Uczyłem się na komplecie sióstr urszulanek wraz z trzema kolegami. Przerabiałem tam [klasę] pierwszą gimnazjalną w roku szkolnym 1943/1944.

Każdy przedmiot wykładał nam inny profesor lub profesorka, których nazwisk prawie nie znaliśmy. Lekcje odbywały się u któregoś z nas trzech, gdyż czwarty posiadał bardzo małe mieszkanie. Miejsce nauki zmienialiśmy bardzo często z powodu komisji mieszkaniowych lub innych obaw.

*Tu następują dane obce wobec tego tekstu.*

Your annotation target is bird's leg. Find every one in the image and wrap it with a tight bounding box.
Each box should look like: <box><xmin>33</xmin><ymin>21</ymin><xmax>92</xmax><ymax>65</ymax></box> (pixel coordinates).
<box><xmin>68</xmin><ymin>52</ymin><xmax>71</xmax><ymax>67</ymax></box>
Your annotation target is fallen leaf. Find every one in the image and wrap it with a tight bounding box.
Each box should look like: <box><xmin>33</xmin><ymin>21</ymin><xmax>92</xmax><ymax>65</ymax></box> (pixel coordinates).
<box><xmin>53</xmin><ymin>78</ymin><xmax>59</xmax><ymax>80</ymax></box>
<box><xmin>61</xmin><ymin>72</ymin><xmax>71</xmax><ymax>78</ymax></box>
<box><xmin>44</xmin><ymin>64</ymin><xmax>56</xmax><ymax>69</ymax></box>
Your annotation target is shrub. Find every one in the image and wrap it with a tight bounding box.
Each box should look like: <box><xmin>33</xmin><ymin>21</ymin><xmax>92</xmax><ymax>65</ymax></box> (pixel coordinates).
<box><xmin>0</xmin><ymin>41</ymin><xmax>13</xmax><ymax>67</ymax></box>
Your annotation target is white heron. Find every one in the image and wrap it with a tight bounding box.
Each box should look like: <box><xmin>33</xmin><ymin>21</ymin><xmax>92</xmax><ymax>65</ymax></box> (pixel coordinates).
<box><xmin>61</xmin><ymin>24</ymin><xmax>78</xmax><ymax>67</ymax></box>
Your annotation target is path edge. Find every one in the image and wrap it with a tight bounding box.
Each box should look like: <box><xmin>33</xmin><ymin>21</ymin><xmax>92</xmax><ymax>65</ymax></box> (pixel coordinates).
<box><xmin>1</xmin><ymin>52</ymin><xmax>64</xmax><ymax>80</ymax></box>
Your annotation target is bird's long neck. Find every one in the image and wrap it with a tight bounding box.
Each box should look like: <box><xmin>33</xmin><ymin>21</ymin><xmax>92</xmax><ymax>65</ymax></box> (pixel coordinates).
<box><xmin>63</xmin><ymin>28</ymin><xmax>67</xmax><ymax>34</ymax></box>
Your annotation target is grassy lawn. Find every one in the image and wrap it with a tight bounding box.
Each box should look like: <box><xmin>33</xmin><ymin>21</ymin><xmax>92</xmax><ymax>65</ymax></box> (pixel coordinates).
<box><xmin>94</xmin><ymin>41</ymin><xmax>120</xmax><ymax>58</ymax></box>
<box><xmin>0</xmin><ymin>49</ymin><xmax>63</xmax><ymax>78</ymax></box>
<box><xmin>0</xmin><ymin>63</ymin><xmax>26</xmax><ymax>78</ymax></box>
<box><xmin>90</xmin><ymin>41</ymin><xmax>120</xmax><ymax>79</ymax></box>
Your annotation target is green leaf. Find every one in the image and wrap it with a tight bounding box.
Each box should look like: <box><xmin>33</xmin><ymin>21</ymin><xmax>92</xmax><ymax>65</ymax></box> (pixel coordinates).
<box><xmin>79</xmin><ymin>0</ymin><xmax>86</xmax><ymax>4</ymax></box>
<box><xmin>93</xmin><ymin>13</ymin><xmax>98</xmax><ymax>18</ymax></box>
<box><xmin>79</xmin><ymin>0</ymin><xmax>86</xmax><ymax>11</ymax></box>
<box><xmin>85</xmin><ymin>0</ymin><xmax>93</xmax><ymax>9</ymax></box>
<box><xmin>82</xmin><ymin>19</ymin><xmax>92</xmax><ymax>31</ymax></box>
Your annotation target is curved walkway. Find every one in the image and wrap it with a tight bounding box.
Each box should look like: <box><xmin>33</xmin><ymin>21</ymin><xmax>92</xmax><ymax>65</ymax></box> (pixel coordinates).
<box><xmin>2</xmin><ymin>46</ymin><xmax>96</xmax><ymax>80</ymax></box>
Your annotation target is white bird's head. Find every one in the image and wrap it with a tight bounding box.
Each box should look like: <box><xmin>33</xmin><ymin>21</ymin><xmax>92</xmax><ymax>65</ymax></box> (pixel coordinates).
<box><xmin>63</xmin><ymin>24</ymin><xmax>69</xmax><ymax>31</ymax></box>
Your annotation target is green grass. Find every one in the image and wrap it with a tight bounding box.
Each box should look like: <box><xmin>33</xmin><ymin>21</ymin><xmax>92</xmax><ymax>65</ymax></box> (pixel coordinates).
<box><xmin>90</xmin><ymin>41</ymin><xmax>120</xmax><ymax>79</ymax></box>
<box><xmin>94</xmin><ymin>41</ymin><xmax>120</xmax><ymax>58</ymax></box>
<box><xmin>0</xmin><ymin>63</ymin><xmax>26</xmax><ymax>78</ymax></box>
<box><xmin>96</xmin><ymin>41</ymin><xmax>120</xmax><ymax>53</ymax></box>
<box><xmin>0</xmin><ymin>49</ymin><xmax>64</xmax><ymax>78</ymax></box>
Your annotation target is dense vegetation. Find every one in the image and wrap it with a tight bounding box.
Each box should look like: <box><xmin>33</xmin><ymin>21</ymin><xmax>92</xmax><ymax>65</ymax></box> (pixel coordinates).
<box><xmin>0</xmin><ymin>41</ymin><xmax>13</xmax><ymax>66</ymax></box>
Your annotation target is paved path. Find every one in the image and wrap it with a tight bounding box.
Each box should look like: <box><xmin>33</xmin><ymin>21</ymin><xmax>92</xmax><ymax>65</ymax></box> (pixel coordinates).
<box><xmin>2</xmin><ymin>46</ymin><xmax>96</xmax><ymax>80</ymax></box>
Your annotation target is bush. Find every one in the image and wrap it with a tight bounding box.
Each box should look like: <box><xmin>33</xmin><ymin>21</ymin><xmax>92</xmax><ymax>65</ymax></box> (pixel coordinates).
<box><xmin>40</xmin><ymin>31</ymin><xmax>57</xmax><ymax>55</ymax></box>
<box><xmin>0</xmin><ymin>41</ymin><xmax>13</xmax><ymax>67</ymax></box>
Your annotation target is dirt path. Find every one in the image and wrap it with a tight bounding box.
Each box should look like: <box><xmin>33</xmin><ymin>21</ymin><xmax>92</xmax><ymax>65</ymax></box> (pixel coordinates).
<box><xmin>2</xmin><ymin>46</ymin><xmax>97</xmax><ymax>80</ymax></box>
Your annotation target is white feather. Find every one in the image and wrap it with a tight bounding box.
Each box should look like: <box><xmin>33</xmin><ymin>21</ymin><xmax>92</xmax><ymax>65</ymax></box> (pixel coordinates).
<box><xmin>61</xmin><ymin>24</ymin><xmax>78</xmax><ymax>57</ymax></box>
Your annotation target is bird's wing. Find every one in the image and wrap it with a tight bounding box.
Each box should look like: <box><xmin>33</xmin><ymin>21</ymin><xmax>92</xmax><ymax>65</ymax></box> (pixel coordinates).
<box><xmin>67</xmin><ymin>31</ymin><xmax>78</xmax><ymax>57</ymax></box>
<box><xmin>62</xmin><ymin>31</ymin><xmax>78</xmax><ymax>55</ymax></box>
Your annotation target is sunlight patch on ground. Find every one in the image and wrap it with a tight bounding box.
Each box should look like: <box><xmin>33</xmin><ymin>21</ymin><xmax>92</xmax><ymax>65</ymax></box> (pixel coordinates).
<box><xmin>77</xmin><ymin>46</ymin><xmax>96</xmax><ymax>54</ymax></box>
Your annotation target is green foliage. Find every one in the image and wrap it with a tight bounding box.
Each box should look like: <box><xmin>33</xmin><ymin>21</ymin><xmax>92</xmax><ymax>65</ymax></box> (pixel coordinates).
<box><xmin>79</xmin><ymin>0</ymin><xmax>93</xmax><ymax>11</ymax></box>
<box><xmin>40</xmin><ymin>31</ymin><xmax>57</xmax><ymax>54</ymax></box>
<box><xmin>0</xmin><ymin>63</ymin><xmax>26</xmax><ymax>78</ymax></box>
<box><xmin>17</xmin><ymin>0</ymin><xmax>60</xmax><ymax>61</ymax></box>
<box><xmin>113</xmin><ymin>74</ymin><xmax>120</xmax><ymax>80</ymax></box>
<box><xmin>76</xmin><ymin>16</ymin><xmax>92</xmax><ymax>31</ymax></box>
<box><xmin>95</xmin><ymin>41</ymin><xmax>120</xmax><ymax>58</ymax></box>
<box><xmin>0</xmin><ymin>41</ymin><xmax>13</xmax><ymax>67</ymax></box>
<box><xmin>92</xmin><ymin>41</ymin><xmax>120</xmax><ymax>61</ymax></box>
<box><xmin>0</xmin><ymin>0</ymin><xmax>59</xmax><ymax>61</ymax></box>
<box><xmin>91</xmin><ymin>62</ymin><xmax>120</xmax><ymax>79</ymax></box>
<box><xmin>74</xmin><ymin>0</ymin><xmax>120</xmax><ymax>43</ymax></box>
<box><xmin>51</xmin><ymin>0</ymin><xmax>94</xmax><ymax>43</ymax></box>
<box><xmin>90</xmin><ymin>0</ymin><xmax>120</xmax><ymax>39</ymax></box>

Mimo że okres nauki minął szczęśliwie, zdarzały się czasami małe nieprzyjemności. Na przykład gdy wracałem pewnego wieczoru wraz z kolegą z lekcji, niosąc w teczce książki do łaciny, geografii i inne, z powodu ciemności nie zauważyliśmy dwóch SS-mannów sprawdzających dokumenty. Wszystko minęło szczęśliwie, gdyż Niemcy, zobaczywszy [nas], nie zatrzymali nas. Dalej także były rozstawione patrole, więc odnieśliśmy książki do najbliżej mieszkającego kolegi i sami szybko przemknęliśmy do domów.

Obok pokoju, gdzie mieliśmy lekcje, mieszkał Niemiec na kwaterze, więc musieliśmy bardzo cicho prowadzić rozmowy, aby nas nie odkrył. Grunt jednak, że przetrwaliśmy ten okres szczęśliwie.